Distribution of insolation

Note this should be updated to take advantage of the new xarray capabilities of the ``daily_insolation`` code.

Here are some examples calculating daily average insolation at different locations and times.

These all use a function called daily_insolation in the module insolation.py to do the calculation. The code calculates daily average insolation anywhere on Earth at any time of year for a given set of orbital parameters.

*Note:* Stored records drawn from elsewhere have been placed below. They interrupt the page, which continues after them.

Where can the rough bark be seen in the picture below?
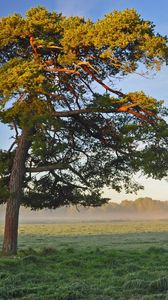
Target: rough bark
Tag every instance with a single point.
(15, 194)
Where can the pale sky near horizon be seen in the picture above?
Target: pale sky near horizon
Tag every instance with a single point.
(155, 11)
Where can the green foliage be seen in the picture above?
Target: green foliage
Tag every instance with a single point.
(98, 267)
(48, 66)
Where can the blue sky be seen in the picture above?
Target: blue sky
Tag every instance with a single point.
(155, 11)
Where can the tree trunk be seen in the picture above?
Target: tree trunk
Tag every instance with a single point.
(15, 194)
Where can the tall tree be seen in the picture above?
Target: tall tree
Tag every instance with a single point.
(71, 124)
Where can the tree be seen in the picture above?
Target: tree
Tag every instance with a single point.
(71, 125)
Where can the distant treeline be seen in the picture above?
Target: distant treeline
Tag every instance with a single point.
(143, 208)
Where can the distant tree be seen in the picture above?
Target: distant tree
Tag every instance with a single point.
(71, 125)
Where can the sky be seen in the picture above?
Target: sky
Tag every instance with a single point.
(155, 11)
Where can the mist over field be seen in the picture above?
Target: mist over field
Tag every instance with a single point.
(140, 209)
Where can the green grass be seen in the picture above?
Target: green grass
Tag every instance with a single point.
(122, 260)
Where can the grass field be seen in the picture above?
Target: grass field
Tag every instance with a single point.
(105, 261)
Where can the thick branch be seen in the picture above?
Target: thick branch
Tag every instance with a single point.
(47, 168)
(123, 108)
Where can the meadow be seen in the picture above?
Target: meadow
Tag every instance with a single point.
(88, 261)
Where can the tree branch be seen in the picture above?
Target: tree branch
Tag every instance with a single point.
(57, 166)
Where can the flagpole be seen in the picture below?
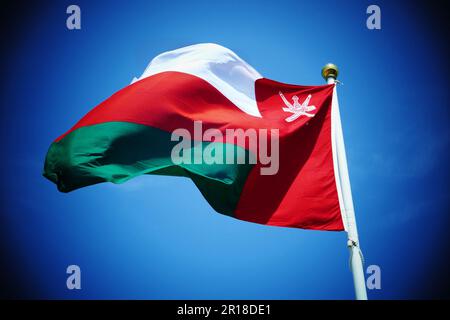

To look at past orbital variations and their effects on insolation, we use the module orbital.py which accesses tables of values for the past 5 million years. We can easily lookup parameters for any point in the past and pass these to daily_insolation.

[1]:
%matplotlib inline
import numpy as np
import matplotlib.pyplot as plt
from climlab import constants as const
from climlab.solar.insolation import daily_insolation

Present-day orbital parameters

Calculate an array of insolation over the year and all latitudes (for present-day orbital parameters).

[2]:
lat = np.linspace( -90., 90., 500)
days = np.linspace(0, const.days_per_year, 365)
Q = daily_insolation( lat, days )

And make a contour plot of Q as function of latitude and time of year.

[3]:
ax = plt.figure( figsize=(10,8) ).add_subplot(111)
CS = ax.contour( days, lat, Q , levels = np.arange(0., 600., 50.) )
ax.clabel(CS, CS.levels, inline=True, fmt='%r', fontsize=10)
ax.set_xlabel('Days since January 1', fontsize=16 )
ax.set_ylabel('Latitude', fontsize=16 )
ax.set_title('Daily average insolation', fontsize=24 )
ax.contourf ( days, lat, Q, levels=[-500., 0.] )
plt.show()
../_images/courseware_Insolation_8_0.png

Take the area-weighted global, annual average of Q…

[4]:
print(np.sum( np.mean( Q, axis=1 ) * np.cos( np.deg2rad(lat) ) ) / np.sum( np.cos( np.deg2rad( lat ) ) ))
341.38418448107586

Also plot the zonally averaged insolation at a few different times of the year:

[5]:
summer_solstice = 170
winter_solstice = 353
ax = plt.figure( figsize=(10,8) ).add_subplot(111)
ax.plot( lat, Q[:,(summer_solstice, winter_solstice)] );
ax.plot( lat, np.mean(Q, axis=1), linewidth=2 )
ax.set_xbound(-90, 90)
ax.set_xticks( range(-90,100,30) )
ax.set_xlabel('Latitude', fontsize=16 );
ax.set_ylabel('Insolation (W m$^{-2}$)', fontsize=16 );
ax.grid()
plt.show()
../_images/courseware_Insolation_12_0.png

Past orbital parameters

The orbital.py code allows us to look up the orbital parameters for Earth over the last 5 million years.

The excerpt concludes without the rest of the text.